Un examen algo detallado de las hemerotecas desmiente a quienes reprochan a la transición y a sus protagonistas falta de crítica y de análisis. La Transición se realizó, por el contrario, en medio de fuertes críticas y con un conocimiento bastante exacto de lo ocurrido en la II República, en la guerra civil y en el franquismo, entre otras cosas, porque un cierto número de sus protagonistas había conocido los tres periodos. Tenían pues experiencias personales y fue esa experiencia (y no su desconocimiento u olvido) lo que marcó la transición: la experiencia como conocimiento.
El grado de crítica que acompañó todo el proceso de la Transición fue mucho mayor que el que rodeó los años posteriores. Es en esas décadas de 1990-2000 cuando empieza a producirse la apropiación de las instituciones (Tribunal Constitucional Consejo General del Poder Judicial, Tribunal de Cuentas, etc.) y de los organismos reguladores de la actividad económica, que tan funestas consecuencias ha traído a la vida política española.
La relación de causa-efecto no procede, pues, tanto del periodo de la transición ni de un diseño constitucional erróneo, como de esa veintena de años, en los que se sientan las bases de una especie de reparto “proporcional” de las instituciones, protagonizado por los dos grandes partidos políticos, Partido Popular y Partido Socialista Obrero Español.
No es extraño que sean esos dos partidos los que ahora sufren una descomunal pérdida de confianza por parte de los ciudadanos. Para colmo, la apropiación de las instituciones, y su lógico desprestigio, alentó la extensión de redes de corrupción política, que fueron ignoradas por la opinión pública mientras eran compatibles con un aumento generalizado del crecimiento económico, pero que inflamaron la indignación en cuanto estalló la burbuja.

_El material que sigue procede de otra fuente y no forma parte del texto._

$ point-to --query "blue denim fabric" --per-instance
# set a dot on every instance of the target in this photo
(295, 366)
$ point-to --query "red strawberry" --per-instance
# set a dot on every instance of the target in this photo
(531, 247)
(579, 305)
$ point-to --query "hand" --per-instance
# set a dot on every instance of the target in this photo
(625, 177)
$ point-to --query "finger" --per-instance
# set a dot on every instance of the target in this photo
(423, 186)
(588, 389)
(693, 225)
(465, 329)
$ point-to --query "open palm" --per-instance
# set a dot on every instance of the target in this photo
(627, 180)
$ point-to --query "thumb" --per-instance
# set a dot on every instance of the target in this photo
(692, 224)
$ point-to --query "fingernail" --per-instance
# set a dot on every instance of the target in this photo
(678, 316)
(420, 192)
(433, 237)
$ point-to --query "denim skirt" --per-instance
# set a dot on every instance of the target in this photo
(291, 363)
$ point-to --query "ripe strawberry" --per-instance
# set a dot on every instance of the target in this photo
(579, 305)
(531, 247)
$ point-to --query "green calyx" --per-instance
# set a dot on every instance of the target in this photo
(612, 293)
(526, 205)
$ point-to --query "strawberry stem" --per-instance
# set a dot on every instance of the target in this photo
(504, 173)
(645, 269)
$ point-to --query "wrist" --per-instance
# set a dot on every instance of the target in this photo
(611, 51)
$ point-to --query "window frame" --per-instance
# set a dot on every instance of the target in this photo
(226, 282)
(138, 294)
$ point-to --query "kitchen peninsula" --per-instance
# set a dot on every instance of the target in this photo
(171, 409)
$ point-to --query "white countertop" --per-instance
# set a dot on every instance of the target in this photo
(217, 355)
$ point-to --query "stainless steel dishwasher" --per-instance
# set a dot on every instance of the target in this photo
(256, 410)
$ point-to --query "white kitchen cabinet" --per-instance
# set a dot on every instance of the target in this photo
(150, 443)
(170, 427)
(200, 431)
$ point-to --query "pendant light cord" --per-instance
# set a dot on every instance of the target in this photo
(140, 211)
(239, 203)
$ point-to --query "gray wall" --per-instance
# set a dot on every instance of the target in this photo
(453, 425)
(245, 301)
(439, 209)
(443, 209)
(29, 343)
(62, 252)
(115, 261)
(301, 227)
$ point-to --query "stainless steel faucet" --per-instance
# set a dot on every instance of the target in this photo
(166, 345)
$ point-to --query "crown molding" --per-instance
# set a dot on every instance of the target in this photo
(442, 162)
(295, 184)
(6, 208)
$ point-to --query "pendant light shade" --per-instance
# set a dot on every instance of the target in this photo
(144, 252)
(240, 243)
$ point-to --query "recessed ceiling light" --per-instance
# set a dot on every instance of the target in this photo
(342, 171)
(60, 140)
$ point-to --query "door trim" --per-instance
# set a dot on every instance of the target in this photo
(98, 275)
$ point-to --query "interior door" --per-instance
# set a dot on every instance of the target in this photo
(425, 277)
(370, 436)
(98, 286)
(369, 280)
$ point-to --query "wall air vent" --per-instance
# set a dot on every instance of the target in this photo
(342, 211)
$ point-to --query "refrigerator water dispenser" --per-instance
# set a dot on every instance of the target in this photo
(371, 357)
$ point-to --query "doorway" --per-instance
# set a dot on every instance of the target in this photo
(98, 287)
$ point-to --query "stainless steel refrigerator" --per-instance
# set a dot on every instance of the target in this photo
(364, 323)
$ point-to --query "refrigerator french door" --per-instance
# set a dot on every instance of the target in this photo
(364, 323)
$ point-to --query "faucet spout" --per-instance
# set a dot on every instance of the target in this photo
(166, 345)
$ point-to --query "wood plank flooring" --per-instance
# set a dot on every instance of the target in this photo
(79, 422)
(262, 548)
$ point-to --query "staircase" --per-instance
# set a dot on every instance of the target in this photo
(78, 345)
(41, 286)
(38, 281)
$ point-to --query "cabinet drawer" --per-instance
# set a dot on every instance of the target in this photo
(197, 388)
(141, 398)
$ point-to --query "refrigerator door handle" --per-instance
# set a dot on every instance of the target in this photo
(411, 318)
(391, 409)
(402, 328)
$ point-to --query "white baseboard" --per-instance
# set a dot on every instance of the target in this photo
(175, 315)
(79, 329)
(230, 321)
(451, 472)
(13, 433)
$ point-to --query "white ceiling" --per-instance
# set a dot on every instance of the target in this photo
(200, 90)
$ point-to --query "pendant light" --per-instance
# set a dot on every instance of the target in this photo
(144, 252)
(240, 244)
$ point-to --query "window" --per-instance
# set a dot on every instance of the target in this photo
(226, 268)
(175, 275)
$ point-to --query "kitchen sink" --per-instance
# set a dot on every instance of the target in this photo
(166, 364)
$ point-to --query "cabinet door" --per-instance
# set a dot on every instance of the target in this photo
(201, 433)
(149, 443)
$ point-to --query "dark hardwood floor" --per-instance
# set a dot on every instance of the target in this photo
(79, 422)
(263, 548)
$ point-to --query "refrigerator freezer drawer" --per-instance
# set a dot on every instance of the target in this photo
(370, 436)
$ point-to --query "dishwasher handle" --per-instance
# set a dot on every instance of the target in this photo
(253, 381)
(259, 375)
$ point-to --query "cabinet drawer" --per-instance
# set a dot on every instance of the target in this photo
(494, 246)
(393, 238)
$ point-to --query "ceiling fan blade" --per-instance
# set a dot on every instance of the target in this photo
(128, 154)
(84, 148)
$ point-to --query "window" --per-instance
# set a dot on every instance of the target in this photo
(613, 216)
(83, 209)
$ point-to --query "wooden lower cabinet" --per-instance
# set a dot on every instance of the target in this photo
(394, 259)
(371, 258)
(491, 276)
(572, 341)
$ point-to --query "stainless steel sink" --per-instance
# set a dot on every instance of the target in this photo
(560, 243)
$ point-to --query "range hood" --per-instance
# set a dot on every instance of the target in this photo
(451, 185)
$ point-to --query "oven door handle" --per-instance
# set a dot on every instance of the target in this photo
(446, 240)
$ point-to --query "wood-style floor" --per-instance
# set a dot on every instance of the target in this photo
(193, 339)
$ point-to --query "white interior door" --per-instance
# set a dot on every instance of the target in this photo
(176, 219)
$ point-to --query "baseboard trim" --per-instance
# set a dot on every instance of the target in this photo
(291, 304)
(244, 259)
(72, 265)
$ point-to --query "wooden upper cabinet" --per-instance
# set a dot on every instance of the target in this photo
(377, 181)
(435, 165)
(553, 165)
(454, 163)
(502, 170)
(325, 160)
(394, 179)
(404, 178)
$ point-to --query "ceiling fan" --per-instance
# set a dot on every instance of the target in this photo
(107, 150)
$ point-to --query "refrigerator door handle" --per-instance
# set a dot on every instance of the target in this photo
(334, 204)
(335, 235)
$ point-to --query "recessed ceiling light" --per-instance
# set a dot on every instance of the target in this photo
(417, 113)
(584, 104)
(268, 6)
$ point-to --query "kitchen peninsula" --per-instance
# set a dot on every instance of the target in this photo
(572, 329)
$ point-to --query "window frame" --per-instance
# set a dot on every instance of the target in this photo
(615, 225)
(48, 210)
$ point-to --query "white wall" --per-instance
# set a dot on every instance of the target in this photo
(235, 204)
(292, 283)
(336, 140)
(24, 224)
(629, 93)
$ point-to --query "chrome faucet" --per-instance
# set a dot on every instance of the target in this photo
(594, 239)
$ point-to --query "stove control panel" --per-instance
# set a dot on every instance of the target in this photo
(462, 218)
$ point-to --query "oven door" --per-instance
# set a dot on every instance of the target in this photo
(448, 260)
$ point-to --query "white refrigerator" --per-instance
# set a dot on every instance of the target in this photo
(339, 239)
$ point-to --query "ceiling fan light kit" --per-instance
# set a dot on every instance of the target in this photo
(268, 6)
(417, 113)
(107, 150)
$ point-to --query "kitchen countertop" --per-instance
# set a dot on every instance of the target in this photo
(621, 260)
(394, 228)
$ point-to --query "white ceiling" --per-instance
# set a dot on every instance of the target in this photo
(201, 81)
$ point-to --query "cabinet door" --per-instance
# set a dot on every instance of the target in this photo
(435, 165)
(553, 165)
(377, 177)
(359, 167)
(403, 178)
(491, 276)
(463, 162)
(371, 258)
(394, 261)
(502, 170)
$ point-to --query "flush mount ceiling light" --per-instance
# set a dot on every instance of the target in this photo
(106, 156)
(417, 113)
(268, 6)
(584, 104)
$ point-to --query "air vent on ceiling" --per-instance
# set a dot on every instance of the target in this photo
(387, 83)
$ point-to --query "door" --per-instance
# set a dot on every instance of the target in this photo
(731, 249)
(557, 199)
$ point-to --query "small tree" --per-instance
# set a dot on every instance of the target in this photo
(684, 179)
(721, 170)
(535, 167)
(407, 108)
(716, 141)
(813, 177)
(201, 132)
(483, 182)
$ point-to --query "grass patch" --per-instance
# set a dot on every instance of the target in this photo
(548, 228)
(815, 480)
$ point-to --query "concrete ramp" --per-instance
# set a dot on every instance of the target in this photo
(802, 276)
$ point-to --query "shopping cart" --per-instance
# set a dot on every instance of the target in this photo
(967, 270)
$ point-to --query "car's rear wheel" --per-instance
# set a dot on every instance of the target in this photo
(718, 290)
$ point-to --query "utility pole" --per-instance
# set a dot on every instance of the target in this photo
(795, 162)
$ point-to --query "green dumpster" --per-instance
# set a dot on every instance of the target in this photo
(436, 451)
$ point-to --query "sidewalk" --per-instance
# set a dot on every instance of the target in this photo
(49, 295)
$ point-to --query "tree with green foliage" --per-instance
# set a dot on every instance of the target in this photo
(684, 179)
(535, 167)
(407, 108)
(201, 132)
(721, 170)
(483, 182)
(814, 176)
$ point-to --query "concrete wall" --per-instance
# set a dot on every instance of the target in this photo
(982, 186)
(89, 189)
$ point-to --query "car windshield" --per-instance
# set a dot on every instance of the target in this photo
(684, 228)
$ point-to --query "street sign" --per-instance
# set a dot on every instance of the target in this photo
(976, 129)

La necesidad de una reforma parcial de la Constitución es respaldada ahora por prácticamente todas las corrientes ideológicas, incluida una parte sustancial del propio Partido Popular, que discute la oportunidad de plantearlo antes de las elecciones generales, pero no su obligación. Es necesario introducir reformas que adapten el texto fundamental a nuevas realidades y necesidades, pero esos cambios no tienen por qué suponer un rechazo paralelo del proceso de la Transición ni de sus aciertos.
Por supuesto que en la Transición se cometieron errores políticos, algunos serios, pero, en su conjunto, se puede decir, con argumentos, que abundaron las soluciones correctas en el sentido de proporcionar un marco democrático suficientemente flexible. Cualquier reforma debería recuperar, precisamente, esa flexibilidad política, combinada con la inflexibilidad en la defensa de los derechos individuales, que se han puesto en duda en los últimos años.
Las constituciones experimentan, generalmente, reformas durante su existencia, pero conviene tener en cuenta que la norteamericana, que suele ponerse como ejemplo, ha sufrido 27 cambios en 225 años. Y que el argumento tan esgrimido en España de que los cambios generacionales exigen cambios de Constitución, es un argumento muy poco sólido: el 100% de los norteamericanos vivos no votó la Constitución, ratificada en 1788.